Finite Self-Energies in Radiation Theory. Part III

Abstract

The invariant field theory of Part II is interpreted, in agreement with F. Bopp, as Maxwell's theory with a linear differential relation between the fields $E$, $B$ and $D$, $H$ involving a new constant $k$ which measures the reciprocal radius of the electron. The former "mesonic field" of minimum frequency ${\nu }_0=\frac{\mathrm{kc}}{2\pi }$ represents polarization of the vacuum. The electron is a singularity in the $D$, $H$ field whereas $E$, $B$ remain finite.
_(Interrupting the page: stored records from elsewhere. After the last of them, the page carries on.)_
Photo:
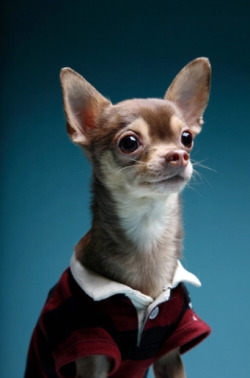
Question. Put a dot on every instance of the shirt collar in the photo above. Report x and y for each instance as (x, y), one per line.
(99, 287)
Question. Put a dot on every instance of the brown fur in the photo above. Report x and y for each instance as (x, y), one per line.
(136, 227)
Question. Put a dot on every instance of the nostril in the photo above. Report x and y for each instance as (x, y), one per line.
(178, 158)
(173, 157)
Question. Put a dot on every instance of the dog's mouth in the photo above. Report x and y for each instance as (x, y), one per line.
(170, 179)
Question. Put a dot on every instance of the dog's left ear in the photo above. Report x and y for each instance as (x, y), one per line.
(190, 92)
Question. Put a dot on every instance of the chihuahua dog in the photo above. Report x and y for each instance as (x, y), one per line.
(126, 269)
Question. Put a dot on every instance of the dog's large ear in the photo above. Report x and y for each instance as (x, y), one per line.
(190, 92)
(82, 104)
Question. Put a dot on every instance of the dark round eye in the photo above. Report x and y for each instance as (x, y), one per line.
(187, 138)
(129, 144)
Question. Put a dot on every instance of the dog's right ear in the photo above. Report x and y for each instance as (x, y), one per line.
(82, 105)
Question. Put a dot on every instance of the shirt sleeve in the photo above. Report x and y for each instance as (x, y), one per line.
(83, 343)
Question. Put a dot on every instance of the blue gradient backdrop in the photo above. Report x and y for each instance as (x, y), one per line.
(126, 49)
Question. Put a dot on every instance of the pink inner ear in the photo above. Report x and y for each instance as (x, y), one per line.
(89, 119)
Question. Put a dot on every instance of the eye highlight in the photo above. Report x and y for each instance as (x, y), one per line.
(129, 144)
(187, 138)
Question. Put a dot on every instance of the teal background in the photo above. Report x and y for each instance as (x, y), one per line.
(125, 49)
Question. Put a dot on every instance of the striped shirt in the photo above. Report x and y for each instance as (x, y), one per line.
(87, 314)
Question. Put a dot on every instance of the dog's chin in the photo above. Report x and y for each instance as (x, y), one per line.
(173, 184)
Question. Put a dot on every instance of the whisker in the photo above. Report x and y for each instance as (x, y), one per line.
(199, 164)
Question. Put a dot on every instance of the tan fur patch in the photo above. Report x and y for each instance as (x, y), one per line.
(176, 124)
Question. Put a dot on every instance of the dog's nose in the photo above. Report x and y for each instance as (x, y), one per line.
(178, 158)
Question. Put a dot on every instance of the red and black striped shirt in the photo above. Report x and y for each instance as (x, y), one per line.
(73, 325)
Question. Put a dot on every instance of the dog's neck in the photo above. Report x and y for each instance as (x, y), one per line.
(135, 239)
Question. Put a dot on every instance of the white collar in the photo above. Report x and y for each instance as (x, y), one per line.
(99, 287)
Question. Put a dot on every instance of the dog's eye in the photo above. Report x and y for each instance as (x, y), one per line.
(129, 144)
(187, 138)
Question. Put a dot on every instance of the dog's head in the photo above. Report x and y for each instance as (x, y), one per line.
(143, 143)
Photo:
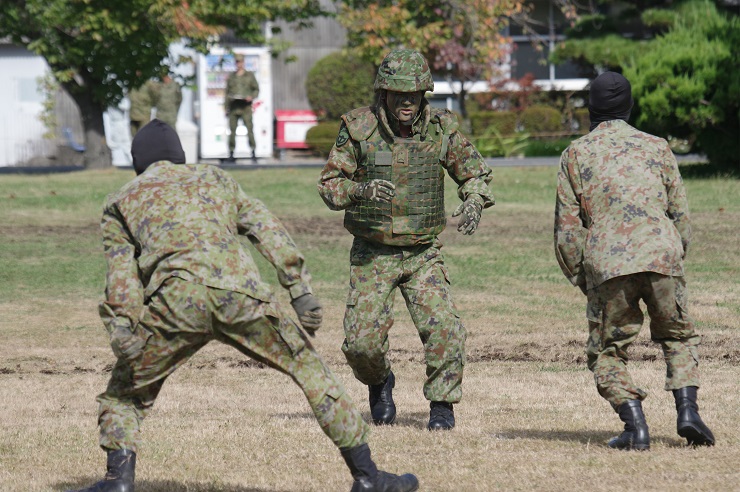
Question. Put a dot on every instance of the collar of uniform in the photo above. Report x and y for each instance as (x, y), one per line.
(416, 126)
(611, 124)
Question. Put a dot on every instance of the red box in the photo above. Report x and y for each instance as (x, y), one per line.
(292, 126)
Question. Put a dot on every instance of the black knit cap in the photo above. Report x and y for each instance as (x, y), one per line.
(156, 141)
(610, 98)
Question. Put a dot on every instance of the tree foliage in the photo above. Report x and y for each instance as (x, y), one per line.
(681, 59)
(462, 40)
(339, 82)
(99, 50)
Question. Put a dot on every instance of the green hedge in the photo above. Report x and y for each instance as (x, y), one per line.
(503, 121)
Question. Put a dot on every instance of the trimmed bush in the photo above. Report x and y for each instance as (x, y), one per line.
(541, 119)
(320, 138)
(339, 83)
(503, 121)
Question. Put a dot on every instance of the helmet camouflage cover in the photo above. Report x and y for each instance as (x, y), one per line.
(404, 71)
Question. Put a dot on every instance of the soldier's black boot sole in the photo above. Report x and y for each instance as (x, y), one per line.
(636, 435)
(382, 406)
(689, 424)
(120, 475)
(441, 416)
(369, 479)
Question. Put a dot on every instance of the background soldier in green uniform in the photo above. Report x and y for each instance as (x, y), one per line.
(241, 91)
(621, 234)
(386, 170)
(179, 277)
(167, 100)
(142, 101)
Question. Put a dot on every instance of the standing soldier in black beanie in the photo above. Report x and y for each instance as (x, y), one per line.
(179, 277)
(621, 235)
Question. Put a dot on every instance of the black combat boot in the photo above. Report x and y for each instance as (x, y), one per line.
(689, 423)
(635, 435)
(120, 474)
(441, 416)
(382, 408)
(369, 479)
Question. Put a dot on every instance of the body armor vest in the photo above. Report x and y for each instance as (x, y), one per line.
(415, 168)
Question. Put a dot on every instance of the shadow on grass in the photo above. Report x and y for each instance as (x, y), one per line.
(594, 438)
(165, 486)
(707, 171)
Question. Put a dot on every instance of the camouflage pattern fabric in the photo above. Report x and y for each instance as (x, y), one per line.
(238, 87)
(615, 317)
(141, 102)
(404, 71)
(168, 100)
(182, 317)
(345, 166)
(419, 272)
(411, 261)
(178, 277)
(621, 207)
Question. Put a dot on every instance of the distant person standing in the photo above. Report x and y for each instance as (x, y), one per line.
(142, 102)
(241, 91)
(168, 97)
(621, 234)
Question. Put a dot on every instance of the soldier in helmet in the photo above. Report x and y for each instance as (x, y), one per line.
(168, 97)
(386, 171)
(241, 91)
(621, 234)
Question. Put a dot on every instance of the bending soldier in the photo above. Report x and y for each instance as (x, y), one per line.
(621, 234)
(386, 171)
(179, 277)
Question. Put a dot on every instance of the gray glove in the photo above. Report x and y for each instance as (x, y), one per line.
(471, 210)
(309, 312)
(377, 190)
(125, 344)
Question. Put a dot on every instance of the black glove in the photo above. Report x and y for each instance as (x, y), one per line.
(471, 210)
(377, 190)
(309, 312)
(125, 344)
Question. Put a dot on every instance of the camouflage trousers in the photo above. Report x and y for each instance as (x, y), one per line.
(181, 318)
(615, 318)
(244, 113)
(420, 273)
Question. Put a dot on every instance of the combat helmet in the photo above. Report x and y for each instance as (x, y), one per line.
(404, 71)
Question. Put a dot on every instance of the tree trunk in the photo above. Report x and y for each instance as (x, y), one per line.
(97, 153)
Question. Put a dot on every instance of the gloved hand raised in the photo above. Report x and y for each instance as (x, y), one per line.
(125, 344)
(471, 210)
(309, 312)
(377, 190)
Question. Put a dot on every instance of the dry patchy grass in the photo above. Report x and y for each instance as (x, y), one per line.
(530, 418)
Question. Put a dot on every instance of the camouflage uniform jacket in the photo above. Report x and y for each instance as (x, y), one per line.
(168, 99)
(621, 207)
(462, 161)
(239, 86)
(185, 221)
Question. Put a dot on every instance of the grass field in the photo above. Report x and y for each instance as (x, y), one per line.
(530, 418)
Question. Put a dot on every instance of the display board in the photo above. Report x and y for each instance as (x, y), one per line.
(213, 71)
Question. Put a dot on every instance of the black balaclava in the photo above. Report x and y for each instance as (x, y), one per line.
(610, 98)
(156, 141)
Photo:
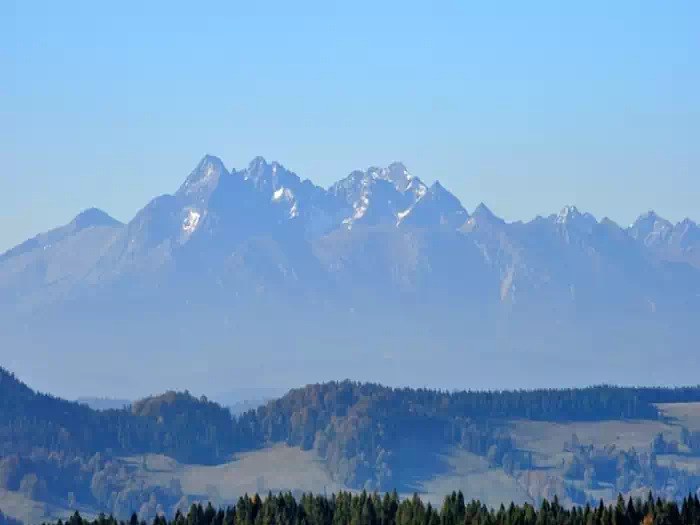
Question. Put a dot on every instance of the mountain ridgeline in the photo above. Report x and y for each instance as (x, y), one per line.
(260, 259)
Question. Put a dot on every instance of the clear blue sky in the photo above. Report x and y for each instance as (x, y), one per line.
(527, 106)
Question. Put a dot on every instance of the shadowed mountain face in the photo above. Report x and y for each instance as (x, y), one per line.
(380, 277)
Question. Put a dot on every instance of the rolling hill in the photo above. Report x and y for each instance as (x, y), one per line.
(170, 450)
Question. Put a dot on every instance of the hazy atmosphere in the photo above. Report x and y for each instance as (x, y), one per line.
(365, 263)
(526, 107)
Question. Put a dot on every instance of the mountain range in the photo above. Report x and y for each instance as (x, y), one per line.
(380, 266)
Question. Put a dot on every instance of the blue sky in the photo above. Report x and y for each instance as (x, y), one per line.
(527, 106)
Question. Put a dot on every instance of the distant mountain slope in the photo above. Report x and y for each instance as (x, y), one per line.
(259, 257)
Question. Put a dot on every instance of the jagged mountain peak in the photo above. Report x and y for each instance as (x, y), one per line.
(93, 217)
(650, 228)
(571, 217)
(203, 179)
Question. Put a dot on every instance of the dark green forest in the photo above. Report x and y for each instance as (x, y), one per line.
(63, 452)
(5, 520)
(373, 509)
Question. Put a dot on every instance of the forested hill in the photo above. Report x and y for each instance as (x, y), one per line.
(322, 415)
(50, 447)
(374, 509)
(193, 430)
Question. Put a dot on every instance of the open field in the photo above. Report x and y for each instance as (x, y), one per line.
(433, 475)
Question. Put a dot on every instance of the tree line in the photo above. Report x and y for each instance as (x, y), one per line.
(373, 509)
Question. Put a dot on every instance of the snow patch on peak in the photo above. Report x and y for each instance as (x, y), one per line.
(571, 215)
(283, 193)
(189, 225)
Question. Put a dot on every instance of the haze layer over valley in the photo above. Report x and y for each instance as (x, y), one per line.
(256, 277)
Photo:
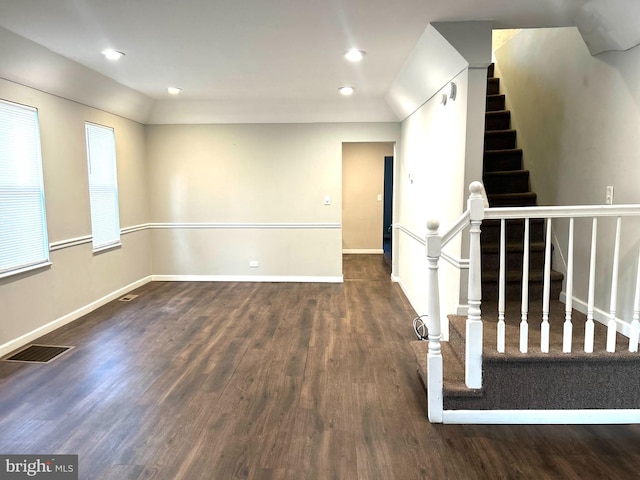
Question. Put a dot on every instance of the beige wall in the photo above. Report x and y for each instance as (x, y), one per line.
(430, 185)
(77, 278)
(578, 122)
(362, 184)
(226, 195)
Instead of obeying dynamical equations of motion, the electron moves under the condition that the Lorentz force vanishes identically on the singularity, so that no work is done on the particle. All energy is located in the field. In this respect the theory is unitary. Electromagnetic and inert mass are identical. In contrast to Dirac's classical electron which is subject to advanced and retarded potentials and displays self-acceleration, the field theory works with retarded potentials only, and self-acceleration is avoided. Stable equilibrium between electrons and radiation is granted by spontaneous and induced transitions, similar to Einstein's derivation of Planck's radiation formula. In spite of displaying a magnetic moment the electron does not have magnetic self-energy, so that its radius is the ordinary electrostatic radius $\frac{1}{k}=\frac{{\epsilon }^2}{2m{c}^2}$. In contrast to Born-Infeld's non-linear theory, our field equations allow a Fourier representation as a basis for the quantum theory of Part IV.